San Joaquin Farm Bureau Federation

Menu

BY CRAIG W. ANDERSON

SJFB

Forward Landfill rises up above an almond orchard on South Austin Road.
Photo by Kevin Swartzendruber

Forward Landfill, the refuse Goliath squatting on South Austin Road continues to raise the ire of area residents, nearby farmers, Farm Bureau and the Federal Aviation Administration. Why? The landfill wants to expand onto 184 acres of land that is under a Williamson Act contract.

A number of groups, including the Stockton Metropolitan Airport County Aviation Advisory Committee and the San Joaquin Council of Governments Airport Land Use Commission, along with the county board of supervisors will be voting to disapprove or approve the proposed expansion in the near future.

Dumping and violations
"San Joaquin County is the dumping ground for Bay Area garbage because of this facility," said SJFB Executive Director Bruce Blodgett. "Trash from the Bay Area is covering prime ag land and an expansion is not appropriate." 

Historically, Forward Landfill has committed numerous violations of an assortment of laws and permits and has paid more than $4 million on improvements and in fines and fees to the U.S. Attorney’s Office, San Joaquin County’s Environmental Health Department, and to the County Environmental Prosecutions Unit.

Most recently, Forward Landfill received a permit from the San Joaquin County Planning Commission mandating the 184 acres be used only as a buffer area, with specific prohibitions for using the property for landfill activities, waste placement, disposal, increasing the permitted daily tonnage or refuse footprint, and other uses.

Caught in the act
However, members of the watchdog organization Clean San Joaquin, saw and verified via videotaping "significant landfill activities on the expansion site … including the land discharge of cannery waste, and the construction of an access road into the current landfill" all in direct violation of the use permit, wrote the organization’s legal firm, Shute Mihaly &Weinberger, LLP in a letter to Robert McClellon, program coordinator for the county Environmental Health Department.

Multiple violations
This violated the landfill’s Waste Facilities Permit, Land Use Permit, the Williamson Act, California Environmental Quality Act (CEQA), and CEQA guidelines, the firm’s Solid Waste Facilities Permit and San Joaquin County Zoning and Land Use Permit.

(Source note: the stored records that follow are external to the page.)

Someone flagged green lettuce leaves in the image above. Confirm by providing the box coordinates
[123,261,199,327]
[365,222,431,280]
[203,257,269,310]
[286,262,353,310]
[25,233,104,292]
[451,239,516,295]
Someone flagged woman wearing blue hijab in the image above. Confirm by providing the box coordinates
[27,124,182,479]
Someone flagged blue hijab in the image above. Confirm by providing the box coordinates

"The track record and performance of Forward Landfill is not good," said Katie Patterson, SJFB program director. These violations raise serious questions about Forward’s management effectiveness. In light of the many violations should the company have gotten this permit?"

Bird menace
Mike Gikas, past SJFB president and farmer near the Forward Landfill site wasn’t surprised by Forward’s transgressions. "That’s how they operate. Take the bird problem, for example."

He said Forward’s idea of reducing the risk of bird strikes to aircraft descending over the dump where birds congregate was to employ a falconer to unleash his raptor on the squadrons of birds in the runway approach area.

According to a statement from Forward, the company has frightened off 3,000 seagulls with noise-makers and falcons. "Releasing other predatory birds into the flight path doesn’t eliminate the bird strike potential," said Gikas. "At best, the falcon scared some seagulls."

Sullenberger’s opinion
Even Chesley "Sully" Sullenberger who ditched his U.S. Airways jet with 155 people on board into New York’s Hudson River after bird strikes killed both engines and turned his Airbus A320 into a glider, said in a letter to the Board of Supervisors they should turn down the expansion "…given the life and death matters at stake."

Expanding the landfill near an airport is an "incredibly bad idea" because risk is introduced, he said, and birds will continue to flock in the airport pattern.

Bad water?
Forward is managing past mitigation plans from the City of Stockton per agreements when they took over," said Patterson.

She also pointed out that the EIR for the expansion "has no proper analysis of the effects on water used for ag crops. Growers in the area are very concerned about this which could put walnuts, cherries, and field crops at risk."

Forward Landfill, expansion or not, is a project of no benefit to San Joaquin County, Patterson said, adding, "The benefits go outside the county. What’s needed are programs that benefit county residents and this fails to do that."

"At some point Forward’s runoff will get into Stockton’s water supply because the aquifer flows in that direction," Gikas said. "Some polluted water goes through a facility on the North Fork of Little John Creek where the fumes are burned off before the water flows on."

County left with debris
He also said that in 20 years when the aquifer pollution is easily measurable, "Forward will be long gone, with only the mounds of garbage, Class II toxic material, and polluted water remaining."

Forward Landfill "hasn’t paid close attention to proper management of water, roads and air issues, and unfortunately there is no mechanism to put these people in their place," Patterson said.